Adding additional interface to PIX 515e

brandont · ‎08-08-2005

I am needing to add an additional interface to our PIX 515e to access a frame line. I have added the following lines:

interface ethernet2 auto /

ip address intf2 x.x.x.x.210 255.255.255.248 /

route intf2 204.x.x.0 255.255.255.0 x.x.x.209 1

I am sure I am missing something... I need the inside network able to access the internet through the outside network and then access this network also for one app. I feel I am missing a global statement and/or a nat statement but I am not sure how it should be worded.
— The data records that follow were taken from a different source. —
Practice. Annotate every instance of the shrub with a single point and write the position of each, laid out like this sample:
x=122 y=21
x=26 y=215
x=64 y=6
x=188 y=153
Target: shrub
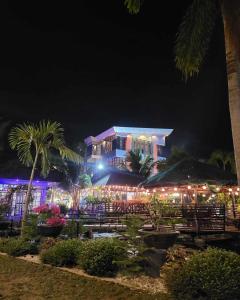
x=30 y=230
x=211 y=274
x=179 y=253
x=99 y=257
x=64 y=253
x=18 y=247
x=47 y=243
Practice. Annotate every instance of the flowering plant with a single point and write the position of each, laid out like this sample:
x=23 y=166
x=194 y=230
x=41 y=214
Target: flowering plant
x=49 y=214
x=55 y=221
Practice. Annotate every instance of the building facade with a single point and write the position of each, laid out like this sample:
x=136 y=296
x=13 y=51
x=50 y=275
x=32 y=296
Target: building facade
x=111 y=146
x=14 y=191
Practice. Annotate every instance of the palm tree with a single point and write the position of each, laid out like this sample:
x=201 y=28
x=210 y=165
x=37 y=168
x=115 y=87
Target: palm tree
x=138 y=164
x=34 y=143
x=222 y=159
x=177 y=154
x=192 y=43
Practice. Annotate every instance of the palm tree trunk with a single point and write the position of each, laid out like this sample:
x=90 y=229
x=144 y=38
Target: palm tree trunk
x=233 y=73
x=26 y=204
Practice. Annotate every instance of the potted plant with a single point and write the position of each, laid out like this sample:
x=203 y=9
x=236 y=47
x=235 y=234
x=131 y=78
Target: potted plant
x=163 y=218
x=50 y=221
x=4 y=209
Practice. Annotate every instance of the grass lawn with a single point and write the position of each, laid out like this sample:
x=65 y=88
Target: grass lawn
x=24 y=280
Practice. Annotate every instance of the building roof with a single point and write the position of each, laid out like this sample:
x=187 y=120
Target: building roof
x=14 y=170
x=190 y=171
x=124 y=131
x=117 y=177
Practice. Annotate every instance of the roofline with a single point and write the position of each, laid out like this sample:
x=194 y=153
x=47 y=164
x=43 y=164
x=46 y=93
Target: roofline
x=130 y=130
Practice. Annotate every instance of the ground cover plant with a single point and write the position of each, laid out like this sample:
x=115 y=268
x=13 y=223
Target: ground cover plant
x=210 y=274
x=24 y=280
x=99 y=257
x=18 y=246
x=63 y=253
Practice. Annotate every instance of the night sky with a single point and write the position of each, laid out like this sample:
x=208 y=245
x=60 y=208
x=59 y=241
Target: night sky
x=91 y=65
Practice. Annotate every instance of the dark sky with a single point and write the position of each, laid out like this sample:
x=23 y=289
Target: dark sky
x=91 y=65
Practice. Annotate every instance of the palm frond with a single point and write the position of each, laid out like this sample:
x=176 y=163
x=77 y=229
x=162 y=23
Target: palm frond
x=133 y=6
x=69 y=154
x=45 y=162
x=21 y=139
x=194 y=36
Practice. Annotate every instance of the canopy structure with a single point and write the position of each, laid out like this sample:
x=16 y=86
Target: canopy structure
x=117 y=177
x=190 y=171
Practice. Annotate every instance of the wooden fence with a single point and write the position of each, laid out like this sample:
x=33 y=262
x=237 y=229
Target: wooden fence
x=192 y=218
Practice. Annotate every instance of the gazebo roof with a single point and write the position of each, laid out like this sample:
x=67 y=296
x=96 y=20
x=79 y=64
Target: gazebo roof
x=117 y=177
x=190 y=171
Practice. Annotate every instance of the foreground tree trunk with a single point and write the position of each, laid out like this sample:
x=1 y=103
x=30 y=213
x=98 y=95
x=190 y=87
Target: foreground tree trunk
x=231 y=18
x=29 y=190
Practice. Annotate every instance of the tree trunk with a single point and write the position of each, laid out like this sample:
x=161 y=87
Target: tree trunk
x=25 y=210
x=230 y=18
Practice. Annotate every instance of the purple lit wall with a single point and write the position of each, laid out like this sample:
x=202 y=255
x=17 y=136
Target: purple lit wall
x=39 y=193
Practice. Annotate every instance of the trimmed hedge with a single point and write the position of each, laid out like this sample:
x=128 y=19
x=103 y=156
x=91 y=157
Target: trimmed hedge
x=99 y=257
x=211 y=274
x=18 y=247
x=64 y=253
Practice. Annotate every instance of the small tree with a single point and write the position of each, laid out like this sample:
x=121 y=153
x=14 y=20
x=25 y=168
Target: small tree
x=33 y=143
x=138 y=164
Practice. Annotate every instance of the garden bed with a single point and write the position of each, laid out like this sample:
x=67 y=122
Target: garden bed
x=26 y=278
x=142 y=283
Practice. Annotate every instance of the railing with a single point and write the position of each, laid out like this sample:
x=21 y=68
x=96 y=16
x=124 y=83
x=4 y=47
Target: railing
x=192 y=218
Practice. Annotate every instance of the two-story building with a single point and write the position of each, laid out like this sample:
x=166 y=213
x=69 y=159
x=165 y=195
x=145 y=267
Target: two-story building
x=111 y=146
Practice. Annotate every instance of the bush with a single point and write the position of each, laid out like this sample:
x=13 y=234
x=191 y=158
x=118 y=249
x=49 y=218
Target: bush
x=18 y=247
x=64 y=253
x=211 y=274
x=99 y=257
x=30 y=230
x=47 y=243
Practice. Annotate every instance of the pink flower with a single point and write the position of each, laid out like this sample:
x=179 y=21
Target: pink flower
x=55 y=209
x=55 y=221
x=44 y=208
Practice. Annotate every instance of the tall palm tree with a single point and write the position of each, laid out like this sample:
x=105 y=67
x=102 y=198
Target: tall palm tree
x=177 y=154
x=192 y=43
x=34 y=143
x=222 y=159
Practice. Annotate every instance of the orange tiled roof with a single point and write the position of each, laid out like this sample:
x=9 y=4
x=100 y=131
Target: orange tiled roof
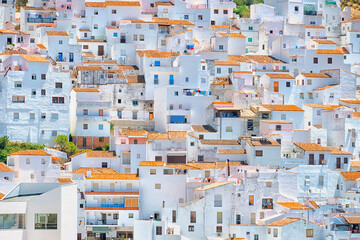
x=315 y=26
x=152 y=164
x=311 y=147
x=226 y=63
x=279 y=75
x=351 y=101
x=292 y=108
x=238 y=59
x=328 y=51
x=326 y=87
x=336 y=151
x=86 y=90
x=65 y=180
x=101 y=154
x=263 y=59
x=293 y=205
x=231 y=151
x=283 y=222
x=57 y=33
x=156 y=54
x=316 y=75
x=31 y=152
x=164 y=3
x=5 y=168
x=122 y=3
x=350 y=175
x=323 y=41
x=34 y=58
x=106 y=174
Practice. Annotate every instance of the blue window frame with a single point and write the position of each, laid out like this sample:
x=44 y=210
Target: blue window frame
x=171 y=79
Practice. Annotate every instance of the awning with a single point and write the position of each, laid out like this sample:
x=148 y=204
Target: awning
x=177 y=119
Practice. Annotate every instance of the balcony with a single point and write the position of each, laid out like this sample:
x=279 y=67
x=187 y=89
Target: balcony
x=101 y=222
x=97 y=104
x=41 y=20
x=87 y=118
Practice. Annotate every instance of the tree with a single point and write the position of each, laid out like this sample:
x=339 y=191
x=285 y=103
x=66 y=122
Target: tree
x=62 y=142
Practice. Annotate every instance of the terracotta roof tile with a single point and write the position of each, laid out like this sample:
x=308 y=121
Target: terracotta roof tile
x=31 y=153
x=350 y=175
x=65 y=180
x=231 y=151
x=226 y=63
x=283 y=222
x=311 y=147
x=57 y=33
x=85 y=90
x=219 y=142
x=203 y=128
x=328 y=51
x=34 y=58
x=106 y=174
x=279 y=75
x=101 y=154
x=293 y=205
x=152 y=164
x=263 y=59
x=316 y=75
x=5 y=168
x=292 y=108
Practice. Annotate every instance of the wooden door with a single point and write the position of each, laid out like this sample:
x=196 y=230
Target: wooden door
x=276 y=86
x=311 y=159
x=101 y=50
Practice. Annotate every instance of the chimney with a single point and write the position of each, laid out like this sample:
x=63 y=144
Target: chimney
x=88 y=173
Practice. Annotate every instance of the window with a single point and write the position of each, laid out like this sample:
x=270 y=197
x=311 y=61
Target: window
x=192 y=217
x=229 y=129
x=54 y=116
x=307 y=180
x=58 y=85
x=321 y=181
x=251 y=200
x=18 y=84
x=158 y=230
x=60 y=100
x=45 y=221
x=219 y=217
x=217 y=201
x=275 y=232
x=309 y=232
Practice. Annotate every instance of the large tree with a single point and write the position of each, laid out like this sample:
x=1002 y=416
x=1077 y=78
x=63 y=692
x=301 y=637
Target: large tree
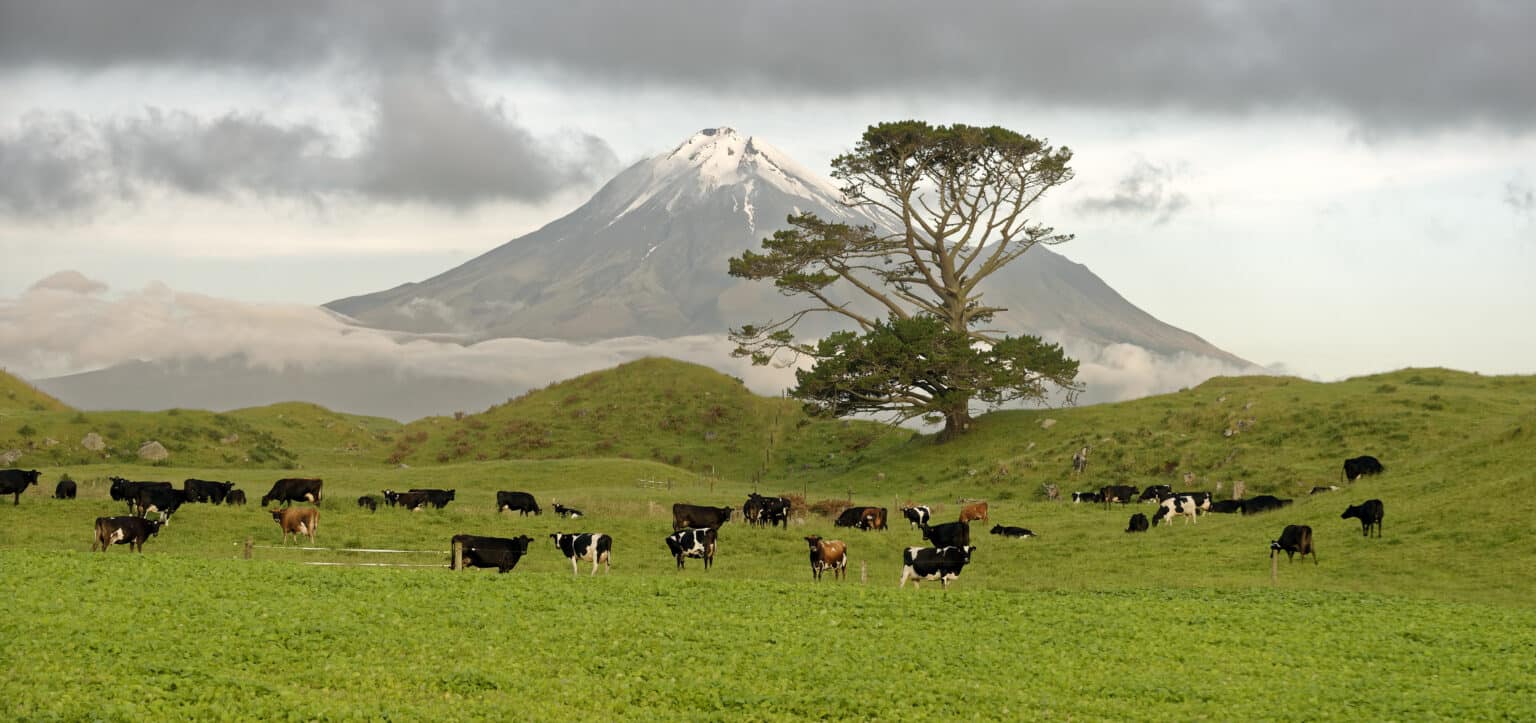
x=950 y=207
I would appreciate any help.

Thanks!

mehrdad · ‎08-08-2005

I'm not sure that I understood your question but please see below :

- If your inside network is using private IP addresses

nat (inside) 1 0 0

global (outside) 1 interface

* you can be able to use access-list or subnet at nat command to specify your private network precisely.

for instance :

access-list 101 permit ip local_ip local_mask any

nat (inside) 1 access-list 101

global (outside) 1 interface

- if your inside network is using public IP addresses

nat (inside) 0 204.x.x.0 255.255.255.0

I hope it was useful

Regards,

Mehrdad Arshad Rad

rsmith · ‎08-12-2005

In addition to the previous post, to access the new interface, assuming you already have a nat(inside) 1 0 0 (or similar), you need to add a global statement for your new network:

global (intf2) 1 interface.

This will allow access from the inside to the new intf2 network.